Cette approche s’inscrit dans une logique de proportion, où l’expertise constitue un instrument subsidiaire destiné à combler une carence probatoire ou une discordance significative. À défaut de tels indices, l’expertise allongerait le procès sans valeur ajoutée, alors que la méthode fonctionnelle du barème offre déjà un cadre stable et vérifiable pour apprécier l’atteinte.
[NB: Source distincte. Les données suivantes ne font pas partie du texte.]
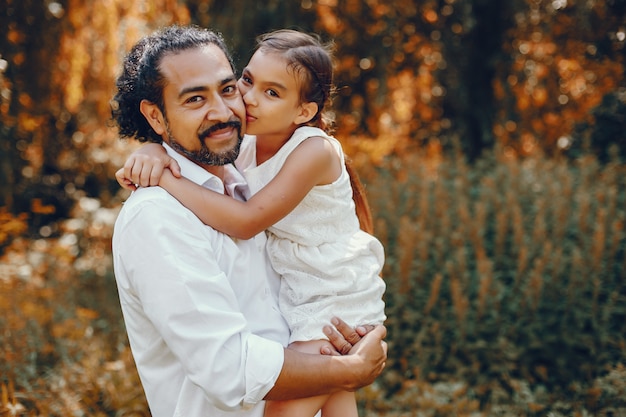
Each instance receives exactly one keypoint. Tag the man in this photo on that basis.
(200, 308)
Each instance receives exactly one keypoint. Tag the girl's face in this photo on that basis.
(272, 96)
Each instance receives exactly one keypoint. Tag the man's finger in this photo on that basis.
(337, 340)
(348, 333)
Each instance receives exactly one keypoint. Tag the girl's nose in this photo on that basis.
(249, 98)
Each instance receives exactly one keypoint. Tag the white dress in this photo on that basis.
(329, 266)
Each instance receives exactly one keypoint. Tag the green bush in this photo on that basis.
(509, 270)
(506, 296)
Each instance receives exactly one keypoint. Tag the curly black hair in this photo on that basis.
(141, 78)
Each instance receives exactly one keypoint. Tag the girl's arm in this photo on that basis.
(313, 162)
(145, 166)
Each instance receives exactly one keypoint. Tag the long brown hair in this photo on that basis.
(363, 211)
(306, 53)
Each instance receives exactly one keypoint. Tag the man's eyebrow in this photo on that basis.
(202, 88)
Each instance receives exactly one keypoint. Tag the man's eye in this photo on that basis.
(194, 99)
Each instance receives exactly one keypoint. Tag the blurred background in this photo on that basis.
(491, 137)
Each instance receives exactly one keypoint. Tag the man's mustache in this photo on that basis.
(218, 126)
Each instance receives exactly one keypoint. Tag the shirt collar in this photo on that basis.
(195, 172)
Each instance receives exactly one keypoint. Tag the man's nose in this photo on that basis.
(219, 111)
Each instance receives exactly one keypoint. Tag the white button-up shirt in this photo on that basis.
(200, 309)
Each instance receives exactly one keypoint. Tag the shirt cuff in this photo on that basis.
(265, 360)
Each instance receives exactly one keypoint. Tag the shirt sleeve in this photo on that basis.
(170, 259)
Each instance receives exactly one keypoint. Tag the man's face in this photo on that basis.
(204, 112)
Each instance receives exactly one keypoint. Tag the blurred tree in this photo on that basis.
(522, 73)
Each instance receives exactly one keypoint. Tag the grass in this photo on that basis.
(506, 296)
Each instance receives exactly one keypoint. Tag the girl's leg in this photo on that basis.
(305, 407)
(341, 404)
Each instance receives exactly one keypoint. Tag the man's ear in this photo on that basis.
(153, 115)
(307, 112)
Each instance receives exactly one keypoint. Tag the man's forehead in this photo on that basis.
(207, 61)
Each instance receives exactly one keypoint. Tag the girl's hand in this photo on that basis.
(145, 166)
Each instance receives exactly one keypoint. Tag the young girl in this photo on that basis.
(302, 194)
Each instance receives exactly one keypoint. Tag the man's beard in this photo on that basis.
(205, 156)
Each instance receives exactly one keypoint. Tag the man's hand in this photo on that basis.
(342, 337)
(367, 358)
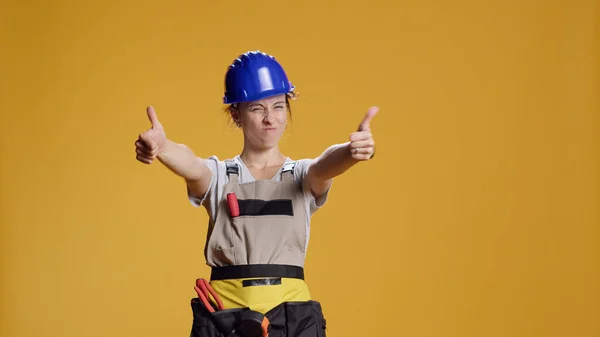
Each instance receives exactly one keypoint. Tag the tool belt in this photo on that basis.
(212, 319)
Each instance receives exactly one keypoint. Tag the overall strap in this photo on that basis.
(233, 171)
(287, 172)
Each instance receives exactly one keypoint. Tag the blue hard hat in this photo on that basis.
(255, 75)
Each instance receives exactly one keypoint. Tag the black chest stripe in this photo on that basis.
(258, 207)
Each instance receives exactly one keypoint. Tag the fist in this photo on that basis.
(362, 145)
(150, 143)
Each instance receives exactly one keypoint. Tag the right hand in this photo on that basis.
(152, 142)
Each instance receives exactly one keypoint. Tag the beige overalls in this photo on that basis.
(257, 260)
(267, 241)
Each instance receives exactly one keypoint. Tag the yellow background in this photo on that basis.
(477, 217)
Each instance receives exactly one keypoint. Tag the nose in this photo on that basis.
(268, 116)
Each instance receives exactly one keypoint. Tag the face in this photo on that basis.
(263, 121)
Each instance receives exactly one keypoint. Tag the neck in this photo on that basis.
(254, 157)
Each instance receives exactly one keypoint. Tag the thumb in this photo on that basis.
(152, 116)
(365, 125)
B. L’opposabilité du taux et la sécurisation des contentieux similaires
Confirmant le jugement, la cour déclare le taux de 10 % opposable à l’employeur, après avoir validé l’assiette médicale et la pertinence de la qualification retenue. Cette opposabilité s’appuie sur la conformité barémique et sur l’examen circonstancié de la fonction digitale et de la main, conditions suffisantes pour clore le débat sans mesure d’instruction additionnelle. Le dispositif consacre, dans cette espèce, l’autorité d’une évaluation structurée, adossée à des critères publiés, vérifiables et appliqués de manière cohérente au cas d’espèce.
La portée de la solution est pragmatique. Elle rappelle que, dans l’intervalle barémique, l’argument d’une simple préférence pour un taux moindre ne suffit pas, en l’absence d’éléments objectifs contraires, à renverser une appréciation fonctionnelle solidement étayée. Elle souligne, corrélativement, que la contestation doit concentrer ses moyens sur des discordances médicales substantielles ou sur la méconnaissance du barème, et non sur une substitution d’évaluation. En refermant ainsi le litige, l’arrêt concourt à la sécurité des décisions relatives à la raideur digitale, guidées par l’analyse de la main dans son ensemble et par l’épreuve concrète des prises.